Class CatalogCrawler


  • public class CatalogCrawler
    extends Object
    Crawl client catalogs
    Since:
    1/11/2015
    • Constructor Detail

      • CatalogCrawler

        public CatalogCrawler​(CatalogCrawler.Type type,
                              int max,
                              CatalogCrawler.Filter filter,
                              CatalogCrawler.Listener listen,
                              CancelTask task,
                              PrintWriter out,
                              Object context)
        Constructor.
        Parameters:
        type - CatalogCrawler.Type
        max - if > 0, only process max datasets, then exit (random_direct_max only)
        filter - dont process this dataset or its descendants. may be null
        listen - each dataset gets passed to the listener. if null, send the dataset name to standard out
        task - user can cancel the task (may be null)
        out - send status messages to here (may be null)
        context - caller can pass this object to Listener (eg used for thread safety)
    • Method Detail

      • crawl

        public int crawl​(String catUrl)
                  throws IOException
        Open a catalog and crawl (depth first) all the datasets in it.
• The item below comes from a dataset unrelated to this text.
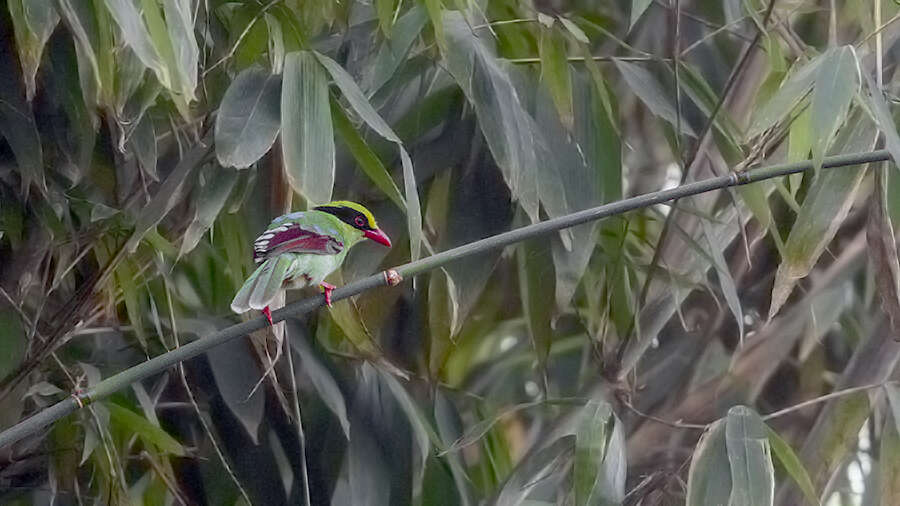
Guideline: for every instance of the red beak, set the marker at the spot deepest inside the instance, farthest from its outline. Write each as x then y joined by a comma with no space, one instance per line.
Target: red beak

Any that pass the filter are sent to the Listener Close catalogs and release their resources as you.
        Parameters:
        catUrl - url of catalog to open (xml, not html)
        Returns:
        number of catalogs (this + catrefs) opened and crawled
        Throws:
        IOException
      • crawl

        public int crawl​(Catalog cat)
                  throws IOException
        Crawl a catalog thats already been opened.
        Parameters:
        cat - the catalog
        Returns:
        number of catalog references opened and crawled
        Throws:
        IOException
      • getNumReadFailures

        public int getNumReadFailures()